Praktische Reisetipps für 2026
- Anreise: Fähre von Ibiza-Stadt (30 Min, mehrere Anbieter). Im Sommer im Voraus buchen.
- Kosten: Formentera ist teurer als Ibiza. Unterkünfte sind knapp – Monate im Voraus buchen.
- FKK: An vielen Stränden komplett normal. Einfach entspannt damit umgehen.
- Fahrzeugzufahrt: 2026 gibt es strenge Einschränkungen für Autos im Sommer. Anreise per Fahrrad/E-Bike empfohlen.
Beste Reisezeit
- Mai und Oktober: Günstigste Preise, ruhige Insel, wunderschönes Licht. Das echte Formentera.
- Juni – September: Hochsaison. Voll, aber unbestreitbar schön.
Das Fazit für 2026
Formentera ist ein Bewusstseinszustand. Sie zwingt zum Entschleunigen. Hier gibt es keine Nachtclubs – nur Chiringuitos mit Sonnenuntergangsblick, kaltem Rosé und dem Rauschen des Mittelmeers.

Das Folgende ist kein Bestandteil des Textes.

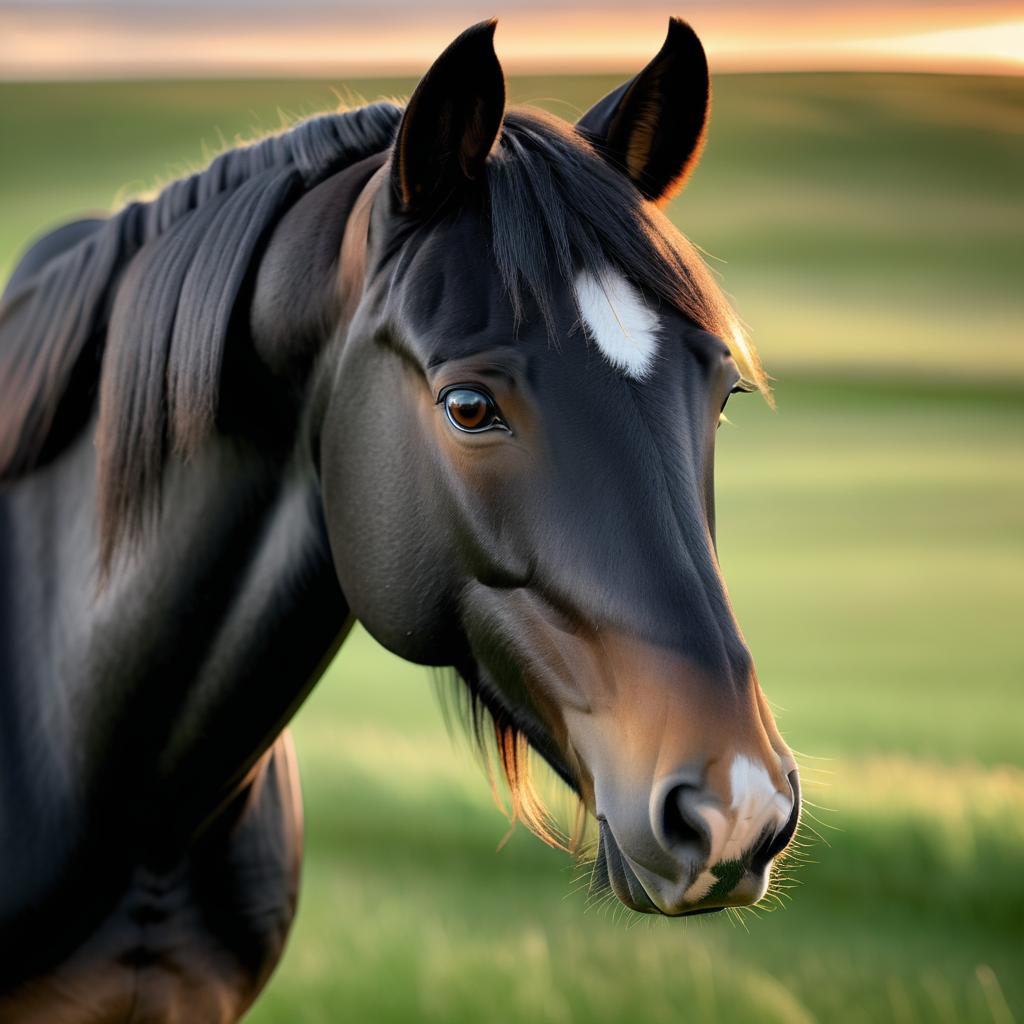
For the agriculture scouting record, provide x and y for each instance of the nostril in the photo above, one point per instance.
(683, 829)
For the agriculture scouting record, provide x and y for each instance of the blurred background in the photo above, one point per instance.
(861, 198)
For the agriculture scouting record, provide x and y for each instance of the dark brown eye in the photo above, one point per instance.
(471, 411)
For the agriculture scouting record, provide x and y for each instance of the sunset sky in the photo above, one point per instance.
(152, 38)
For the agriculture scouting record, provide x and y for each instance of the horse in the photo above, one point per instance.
(443, 369)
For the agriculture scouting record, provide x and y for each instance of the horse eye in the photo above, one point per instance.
(471, 411)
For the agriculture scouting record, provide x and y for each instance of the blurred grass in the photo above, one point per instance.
(871, 531)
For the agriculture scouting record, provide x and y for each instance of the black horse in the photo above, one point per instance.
(445, 370)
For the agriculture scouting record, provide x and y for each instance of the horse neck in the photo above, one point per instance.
(203, 642)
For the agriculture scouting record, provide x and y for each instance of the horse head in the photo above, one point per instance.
(515, 441)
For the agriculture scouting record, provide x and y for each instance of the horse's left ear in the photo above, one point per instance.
(652, 127)
(451, 121)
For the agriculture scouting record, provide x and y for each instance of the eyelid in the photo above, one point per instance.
(483, 389)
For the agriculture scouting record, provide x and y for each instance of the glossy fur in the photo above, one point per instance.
(222, 442)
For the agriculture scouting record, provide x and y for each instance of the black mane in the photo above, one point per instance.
(140, 308)
(558, 208)
(158, 324)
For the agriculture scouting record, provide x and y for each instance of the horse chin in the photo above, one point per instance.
(612, 870)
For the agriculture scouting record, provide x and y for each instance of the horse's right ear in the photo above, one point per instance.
(451, 122)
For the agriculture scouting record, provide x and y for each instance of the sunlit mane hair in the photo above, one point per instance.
(140, 310)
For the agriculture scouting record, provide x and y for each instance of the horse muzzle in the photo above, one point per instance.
(692, 853)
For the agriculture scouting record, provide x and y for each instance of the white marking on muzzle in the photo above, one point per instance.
(756, 807)
(619, 322)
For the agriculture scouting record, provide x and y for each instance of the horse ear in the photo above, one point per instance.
(652, 127)
(451, 121)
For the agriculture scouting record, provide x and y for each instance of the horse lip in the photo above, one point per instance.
(612, 870)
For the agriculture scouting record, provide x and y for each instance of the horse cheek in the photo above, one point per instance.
(391, 549)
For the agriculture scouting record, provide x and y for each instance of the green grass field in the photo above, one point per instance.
(871, 530)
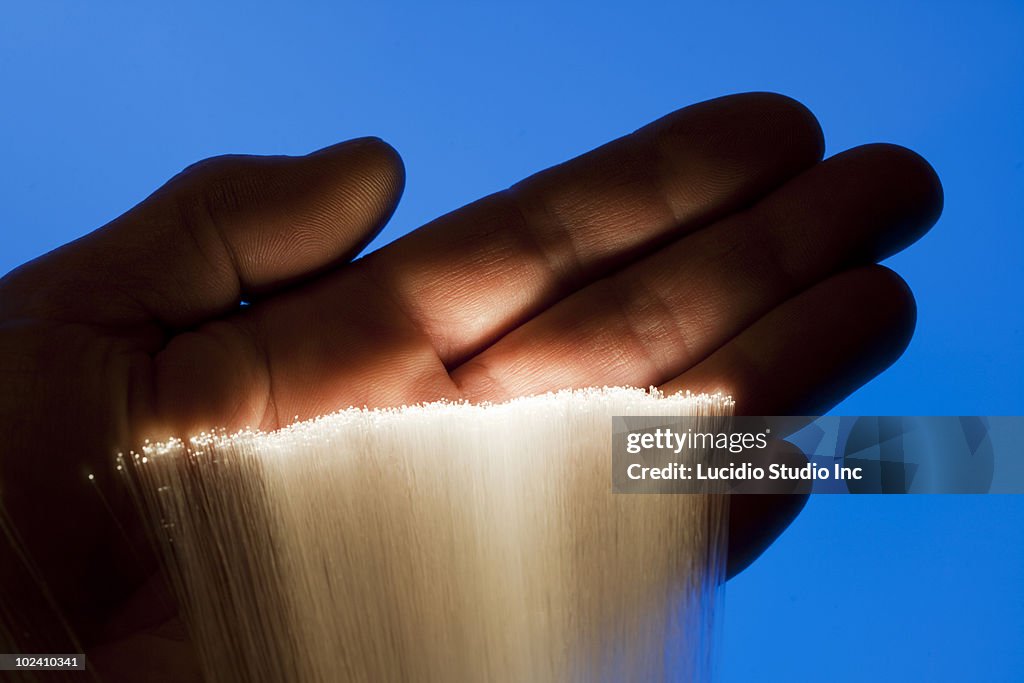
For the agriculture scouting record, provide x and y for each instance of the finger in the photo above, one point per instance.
(756, 520)
(226, 228)
(475, 273)
(653, 319)
(815, 349)
(802, 358)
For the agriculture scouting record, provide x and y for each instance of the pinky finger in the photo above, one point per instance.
(813, 350)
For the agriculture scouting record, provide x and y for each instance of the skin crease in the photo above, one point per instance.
(711, 250)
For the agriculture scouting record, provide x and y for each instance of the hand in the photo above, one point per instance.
(712, 250)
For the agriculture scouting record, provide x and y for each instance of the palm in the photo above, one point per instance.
(712, 250)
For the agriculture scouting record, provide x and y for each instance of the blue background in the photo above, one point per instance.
(99, 104)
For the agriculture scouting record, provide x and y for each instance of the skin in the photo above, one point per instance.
(711, 250)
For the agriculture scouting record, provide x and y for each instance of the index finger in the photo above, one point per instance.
(471, 275)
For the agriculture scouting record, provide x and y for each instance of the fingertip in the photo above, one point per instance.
(896, 306)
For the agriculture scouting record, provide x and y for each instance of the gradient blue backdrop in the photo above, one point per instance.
(100, 102)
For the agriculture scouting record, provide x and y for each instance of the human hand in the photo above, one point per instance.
(712, 250)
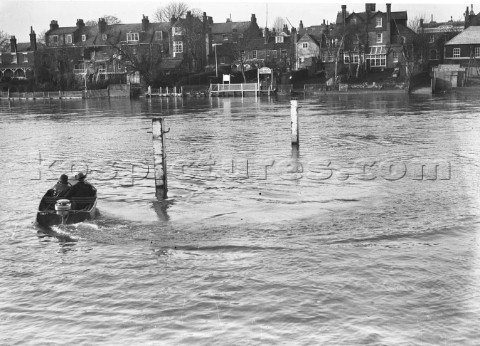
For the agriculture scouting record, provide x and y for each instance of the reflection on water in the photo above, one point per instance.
(367, 233)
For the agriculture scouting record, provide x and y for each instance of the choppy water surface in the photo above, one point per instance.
(341, 242)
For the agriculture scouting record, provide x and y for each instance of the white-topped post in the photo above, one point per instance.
(159, 162)
(294, 120)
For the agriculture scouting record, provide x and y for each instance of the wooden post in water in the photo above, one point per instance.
(160, 165)
(294, 119)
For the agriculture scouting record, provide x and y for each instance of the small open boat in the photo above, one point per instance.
(58, 210)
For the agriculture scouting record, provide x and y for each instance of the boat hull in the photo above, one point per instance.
(83, 209)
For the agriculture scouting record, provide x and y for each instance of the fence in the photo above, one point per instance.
(195, 89)
(166, 91)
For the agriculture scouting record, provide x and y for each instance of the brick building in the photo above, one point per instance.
(18, 62)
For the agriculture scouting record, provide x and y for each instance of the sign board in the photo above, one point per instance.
(265, 70)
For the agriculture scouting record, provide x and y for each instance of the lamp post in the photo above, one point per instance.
(216, 63)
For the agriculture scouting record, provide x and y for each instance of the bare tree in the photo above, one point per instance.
(172, 9)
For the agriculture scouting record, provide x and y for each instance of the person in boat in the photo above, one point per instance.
(61, 187)
(81, 189)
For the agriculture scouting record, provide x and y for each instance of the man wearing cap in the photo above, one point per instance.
(61, 187)
(82, 188)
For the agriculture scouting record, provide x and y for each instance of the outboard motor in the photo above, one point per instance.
(62, 207)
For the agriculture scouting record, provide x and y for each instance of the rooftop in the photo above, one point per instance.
(471, 35)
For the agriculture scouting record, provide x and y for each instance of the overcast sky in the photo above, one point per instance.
(17, 16)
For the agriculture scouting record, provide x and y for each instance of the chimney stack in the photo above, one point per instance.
(13, 44)
(389, 19)
(145, 23)
(33, 40)
(53, 25)
(102, 25)
(344, 15)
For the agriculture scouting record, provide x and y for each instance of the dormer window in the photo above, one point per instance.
(132, 36)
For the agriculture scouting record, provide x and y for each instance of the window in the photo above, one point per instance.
(352, 59)
(377, 56)
(132, 36)
(177, 46)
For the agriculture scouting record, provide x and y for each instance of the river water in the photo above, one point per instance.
(343, 241)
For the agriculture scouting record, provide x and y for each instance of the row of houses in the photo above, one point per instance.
(376, 39)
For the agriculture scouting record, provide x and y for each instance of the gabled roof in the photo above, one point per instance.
(229, 27)
(399, 15)
(316, 30)
(23, 47)
(63, 30)
(471, 35)
(310, 37)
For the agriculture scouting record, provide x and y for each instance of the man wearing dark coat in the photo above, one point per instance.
(82, 188)
(61, 187)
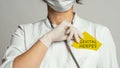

Nachhaltigkeit und Fahrzeugbeschränkungen
Formentera ist europaweit führend bei nachhaltiger Tourismuslenkung. Die Gemeinderegierung begrenzt die Anzahl der Mietfahrzeuge im Sommer streng und investiert in Elektrobusse, die alle Hauptstrände verbinden. Die Posidonia-Schutzmaßnahmen sind vorbildlich: Ranger patrouillieren das Meer, Anker auf Seegras werden sofort gemeldet. Wer in einer der Agrotourismus-Fincas im Inselinneren übernachtet – statt in einem der wenigen Hotels an der Küste – unterstützt die traditionelle Landwirtschaft und reduziert den Druck auf die Küstenzonen.